A planetary alignment on January 25, 2025?
If you’re on social media, by now you might have seen the breathless announcements of a planetary alignment on January 25, 2025. A flurry of videos and memes is claiming that all eight planets will be in a line on one side of the sun and visible in our nighttime sky. Is it true? Nope. Why January 25? We have no idea. But there will be six planets in our evening sky throughout January. And yes, they’re in a line … like always.

The planets in our solar system orbit our sun more or less in a flat plane. The Earth-sun plane – called the ecliptic – more or less defines the plane of the planets and sun. So, in our sky, the planets always appear somewhere along a line.
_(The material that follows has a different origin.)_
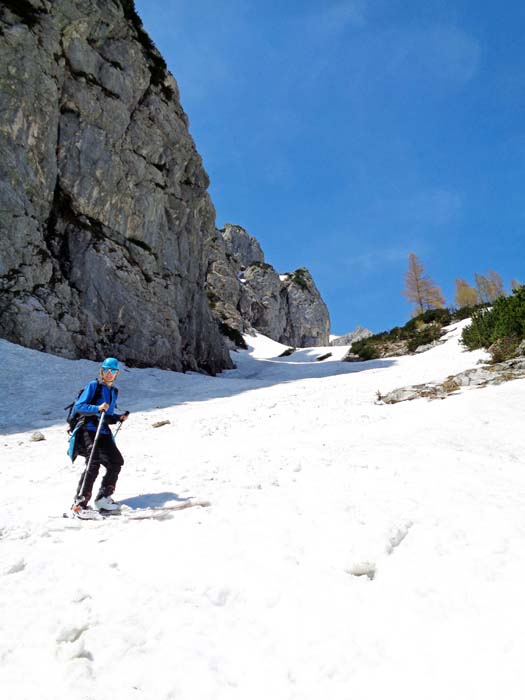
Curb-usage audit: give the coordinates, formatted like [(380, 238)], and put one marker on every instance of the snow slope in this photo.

That line across our sky – the path of the sun and moon – is just a 2-dimensional representation of the 3-dimensional plane of our solar system.
So the planets always travel in a line across our sky. And that means that – if there’s more than one planet up there … it always lines up with any other planet (and the moon and sun).
And in January 2025 there are four bright planets – and two faint planets – in the evening sky. Yup. They’re arrayed in a line across the sky.
Planets on January 25, 2025
So what will the sky look like on January 25, 2025? Below you’ll find two views of the sky with all six planets – the four bright ones and the two exceedingly faint ones – as seen from mid-latitudes in the Northern Hemisphere. Below them, you’ll find more charts, showing what that view looks like from the point of view of someone hovering in space above our solar system.
So you can see that, yes, the planets in the evening sky are arrayed across our sky in a line. Planets in our solar system, when they are visible, are always in a line because they follow the path of the sun – the ecliptic – across our sky. But they aren’t in a line stretching out, one behind another, from the sun, into 3-dimensional space.
And Mercury isn’t even in the evening sky. It’s in the morning sky in January 2025.

Planets near the moon in January 2025
So the planets in our solar system orbit in a flat plane around the sun. And that’s why we always see them arrayed in a line – along the path of the sun – in our sky. And not just the planets, but the moon, too, travels along this path. So, every month, the moon passes planets.
On January 3, 2025, the crescent moon was close to Venus.
On January 4, the crescent moon is closer to Saturn.
By January 5, the moon is near Neptune.
On January 9, the moon is near Uranus. Depending on your location on the globe, you might find it among the stars of the Pleiades star cluster.
On January 10, the moon is alongside Jupiter, still tracking the ecliptic, or sun’s path.
By January 13, the full moon cozies up to Mars in the east.
A great planetary alignment?
So the January 25, 2025, great planetary alignment idea does have a grain of truth. But … the planets aren’t going to be strung out on one side of the sun, one behind another.
The team at EarthSky has been presenting night sky information for nearly 50 years. And we’ve seen the term great planetary alignment tossed around now and again, probably first with the idea of a Jupiter Effect in the 1970s and ’80s. Has it ever been true? No.
But could it be true? Could all eight major planets in our solar system – Mercury, Venus, Earth, Mars, Jupiter, Saturn, Uranus and Neptune – make a single line on one side of the sun? When will that happen? The answer, apparently, is never. In Jean Meeus’ book Mathematical Astronomy Morsels, he said our eight planets will line up to within 3.6 degrees of sky every 396 billion years. The sun is currently about 4.6 billion years old and will bloat into a red giant some 5 to 6 billion years from now, swallowing the inner planets in the process.
So, no, we’ll never see the planets form a line on one side of the sun.
But, sometimes, we can appreciate the beauty and wonder of seeing several bright planets arrayed across our sky. And January 2025 is one of those times!